A CONNECTORS dict is maintained at the end of the file listing the connectors available. It’s a dict of dicts, where the primary keys are QM engines and secondary keys, MM engines.

garleek.connectors.gaussian_tinker(qmargs, forcefield='mm3.prm', write_file=True, qm_version='16', mm_version=None, **kwargs)¶

Connects QM engine gaussian with MM engine tinker.

When Gaussian does an ONIOM calculation with Garleek, the MM part is configured with the external keyword, meaning that Gaussian will write a series of files to disk and call the requested program. Gaussian expects some data written back to an *.EOu file, which should contain potential energy, dipole moment, polarizability and/or hessian matrix, depending on the calculation. The called program is expected to take those input files, convert them to the format expected by the MM program, obtaint the needed data and write them to the EOu file with the adequate syntax. So, that’s what we are doing here:

Parse Gaussian EIn file

Convert it to TINKER’s XYZ and KEY files

Run TINKER to obtain energy, dipole, etc

Convert units and write the EOu file

Parameters:	qmargs (tuple) – CLI arguments passed by Gaussian. Depending on the version, its length can vary, but we only care about qmargs[1], so it’s not usually a problem forcefield (str, optional=mm3.prm) – Path to file listing the TINKER forcefield to use. It can be a `.prm` file or a `.key` file. PRM files are full forcefields with no modifications.

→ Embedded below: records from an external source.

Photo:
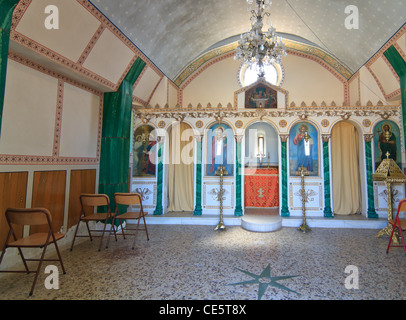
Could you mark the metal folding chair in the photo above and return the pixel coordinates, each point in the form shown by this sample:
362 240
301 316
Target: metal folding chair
398 224
129 199
92 202
31 217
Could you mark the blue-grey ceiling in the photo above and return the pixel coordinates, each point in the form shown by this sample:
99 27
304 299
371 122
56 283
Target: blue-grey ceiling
174 32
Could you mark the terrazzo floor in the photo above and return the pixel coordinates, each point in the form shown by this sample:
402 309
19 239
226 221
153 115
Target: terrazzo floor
198 263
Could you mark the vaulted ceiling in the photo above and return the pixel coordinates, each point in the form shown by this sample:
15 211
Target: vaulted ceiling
172 33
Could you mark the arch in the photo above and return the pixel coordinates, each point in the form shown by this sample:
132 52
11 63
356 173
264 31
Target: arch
219 153
304 152
347 168
261 174
144 151
271 143
180 163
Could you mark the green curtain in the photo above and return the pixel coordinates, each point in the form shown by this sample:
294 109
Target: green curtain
399 64
6 16
116 136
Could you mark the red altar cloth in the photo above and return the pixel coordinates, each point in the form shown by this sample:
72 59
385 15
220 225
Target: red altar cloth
261 188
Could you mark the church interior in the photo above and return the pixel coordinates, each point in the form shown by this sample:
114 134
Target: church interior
274 178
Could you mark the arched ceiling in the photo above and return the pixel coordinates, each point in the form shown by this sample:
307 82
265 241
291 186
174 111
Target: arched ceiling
172 33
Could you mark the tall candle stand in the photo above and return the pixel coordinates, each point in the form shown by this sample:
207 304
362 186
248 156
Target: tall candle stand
303 172
221 172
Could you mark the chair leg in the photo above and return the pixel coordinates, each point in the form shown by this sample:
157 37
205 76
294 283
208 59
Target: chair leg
38 270
74 237
146 230
403 241
59 256
135 233
390 239
111 228
88 230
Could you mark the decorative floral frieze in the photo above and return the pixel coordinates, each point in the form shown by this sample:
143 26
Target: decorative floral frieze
383 111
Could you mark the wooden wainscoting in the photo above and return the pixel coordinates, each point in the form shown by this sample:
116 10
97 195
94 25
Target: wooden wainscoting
13 195
49 192
81 181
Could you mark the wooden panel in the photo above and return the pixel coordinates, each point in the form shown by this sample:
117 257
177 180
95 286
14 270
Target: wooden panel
81 181
49 192
13 194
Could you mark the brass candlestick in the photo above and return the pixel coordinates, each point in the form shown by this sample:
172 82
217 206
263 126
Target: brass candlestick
304 227
221 172
389 172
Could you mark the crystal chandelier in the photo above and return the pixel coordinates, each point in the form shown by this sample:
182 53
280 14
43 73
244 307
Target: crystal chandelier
257 47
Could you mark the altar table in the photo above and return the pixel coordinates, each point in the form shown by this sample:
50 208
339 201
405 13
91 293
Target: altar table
261 187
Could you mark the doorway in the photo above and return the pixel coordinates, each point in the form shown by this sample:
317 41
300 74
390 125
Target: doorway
345 154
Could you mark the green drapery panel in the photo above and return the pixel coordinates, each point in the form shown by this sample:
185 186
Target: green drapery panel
285 208
198 208
399 64
159 210
370 183
238 179
6 16
116 134
328 213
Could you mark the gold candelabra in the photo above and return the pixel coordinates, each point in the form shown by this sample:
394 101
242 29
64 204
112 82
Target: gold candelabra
221 172
303 172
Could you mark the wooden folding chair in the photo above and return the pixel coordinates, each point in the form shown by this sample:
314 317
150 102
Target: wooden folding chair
89 203
31 217
129 199
399 225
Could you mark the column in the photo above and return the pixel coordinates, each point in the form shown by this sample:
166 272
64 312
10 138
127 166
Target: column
328 213
199 152
159 209
285 208
238 178
6 16
116 133
370 183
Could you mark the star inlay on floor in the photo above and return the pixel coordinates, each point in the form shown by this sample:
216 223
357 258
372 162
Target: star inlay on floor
264 280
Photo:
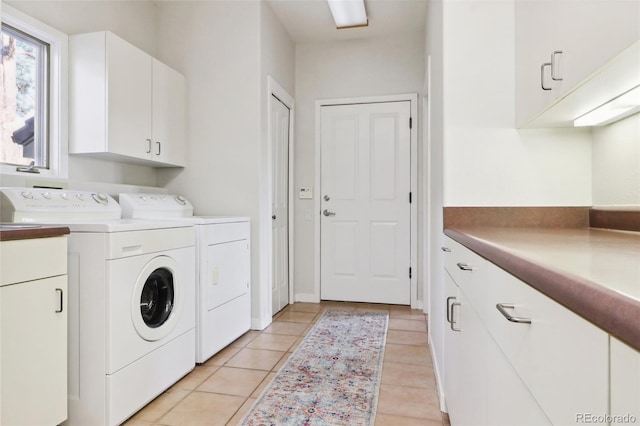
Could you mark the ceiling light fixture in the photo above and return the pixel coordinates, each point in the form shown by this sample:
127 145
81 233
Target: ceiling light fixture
348 13
616 109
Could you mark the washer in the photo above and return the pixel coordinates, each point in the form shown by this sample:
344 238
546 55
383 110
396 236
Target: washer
223 267
131 300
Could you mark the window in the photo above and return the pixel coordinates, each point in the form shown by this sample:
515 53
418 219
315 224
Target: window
33 96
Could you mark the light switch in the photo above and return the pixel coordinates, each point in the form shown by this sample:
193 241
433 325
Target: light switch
215 276
306 193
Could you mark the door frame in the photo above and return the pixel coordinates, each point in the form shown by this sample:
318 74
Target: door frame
413 134
275 89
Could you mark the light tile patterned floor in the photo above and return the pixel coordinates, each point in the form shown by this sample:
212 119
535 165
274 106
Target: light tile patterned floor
223 389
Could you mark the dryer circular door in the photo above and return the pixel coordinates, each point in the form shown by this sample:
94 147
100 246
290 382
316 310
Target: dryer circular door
156 304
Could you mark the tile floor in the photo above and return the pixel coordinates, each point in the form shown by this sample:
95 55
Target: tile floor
220 391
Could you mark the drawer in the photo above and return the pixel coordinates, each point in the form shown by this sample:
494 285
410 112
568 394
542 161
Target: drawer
468 270
557 354
32 259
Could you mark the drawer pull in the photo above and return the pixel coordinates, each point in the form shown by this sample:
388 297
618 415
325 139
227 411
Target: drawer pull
465 266
542 67
449 299
453 305
61 305
502 308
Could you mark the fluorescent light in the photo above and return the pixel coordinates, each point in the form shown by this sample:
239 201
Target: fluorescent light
618 108
348 13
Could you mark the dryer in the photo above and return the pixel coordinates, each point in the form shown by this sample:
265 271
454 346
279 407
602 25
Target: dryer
223 267
131 300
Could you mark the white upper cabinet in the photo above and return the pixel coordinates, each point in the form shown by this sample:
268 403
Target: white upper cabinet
124 104
560 44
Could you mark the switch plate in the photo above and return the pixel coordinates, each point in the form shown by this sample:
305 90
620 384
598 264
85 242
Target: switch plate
306 193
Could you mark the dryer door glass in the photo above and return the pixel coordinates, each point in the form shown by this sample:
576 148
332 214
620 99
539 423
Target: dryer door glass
157 298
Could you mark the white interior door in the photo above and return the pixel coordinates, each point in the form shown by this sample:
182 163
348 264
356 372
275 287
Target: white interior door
280 203
365 252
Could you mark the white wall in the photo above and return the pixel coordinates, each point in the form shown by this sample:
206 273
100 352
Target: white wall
340 70
486 161
225 50
616 163
133 21
434 125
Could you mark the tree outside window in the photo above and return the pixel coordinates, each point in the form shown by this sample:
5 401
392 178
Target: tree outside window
23 99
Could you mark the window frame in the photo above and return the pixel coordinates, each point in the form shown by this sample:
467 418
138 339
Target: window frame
58 111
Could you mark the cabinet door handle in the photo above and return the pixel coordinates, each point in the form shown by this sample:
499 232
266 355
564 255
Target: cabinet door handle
61 293
502 308
453 305
449 299
465 266
542 67
553 65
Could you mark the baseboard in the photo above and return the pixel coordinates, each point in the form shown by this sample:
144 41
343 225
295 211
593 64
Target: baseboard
307 298
260 323
438 376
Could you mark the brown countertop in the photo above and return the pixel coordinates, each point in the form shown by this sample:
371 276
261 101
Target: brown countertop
19 231
594 272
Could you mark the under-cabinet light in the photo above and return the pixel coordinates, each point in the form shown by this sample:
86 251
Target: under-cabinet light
616 109
348 13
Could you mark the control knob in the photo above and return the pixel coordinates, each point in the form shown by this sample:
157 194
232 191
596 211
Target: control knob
101 198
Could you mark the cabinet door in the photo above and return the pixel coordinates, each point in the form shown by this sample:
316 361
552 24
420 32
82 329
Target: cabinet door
535 42
168 115
451 348
591 32
625 381
129 99
558 353
509 402
34 352
465 353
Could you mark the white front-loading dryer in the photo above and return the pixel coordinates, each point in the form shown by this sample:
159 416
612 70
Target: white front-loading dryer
131 300
223 267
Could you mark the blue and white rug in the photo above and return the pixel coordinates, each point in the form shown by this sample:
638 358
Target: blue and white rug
332 378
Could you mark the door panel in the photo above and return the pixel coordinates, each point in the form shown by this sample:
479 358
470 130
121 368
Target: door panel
365 185
280 204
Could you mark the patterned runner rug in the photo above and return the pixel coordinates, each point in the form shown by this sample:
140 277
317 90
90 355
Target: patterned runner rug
332 378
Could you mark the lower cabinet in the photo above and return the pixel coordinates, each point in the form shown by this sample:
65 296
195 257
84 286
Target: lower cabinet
514 356
465 351
33 373
625 383
509 401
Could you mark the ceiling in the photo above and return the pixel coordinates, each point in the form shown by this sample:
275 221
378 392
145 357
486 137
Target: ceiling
310 21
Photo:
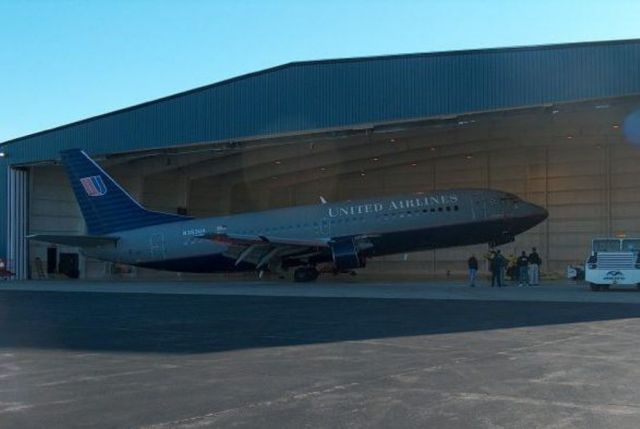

KEY files can import PRM files with `parameters` and then list custom parameters below. write_file (bool, optional=True) – Wether to write the resulting EOu file to disk. qm_version (string, optional=16) – Gaussian version in use. Needed to cover the slight differences between Gaussian versions (EIn/EOu syntax, number of args, and so on). mm_version (string, optional=None) – TINKER behavior. If QM-charges must be considered for the MM part, set it to ‘qmcharges’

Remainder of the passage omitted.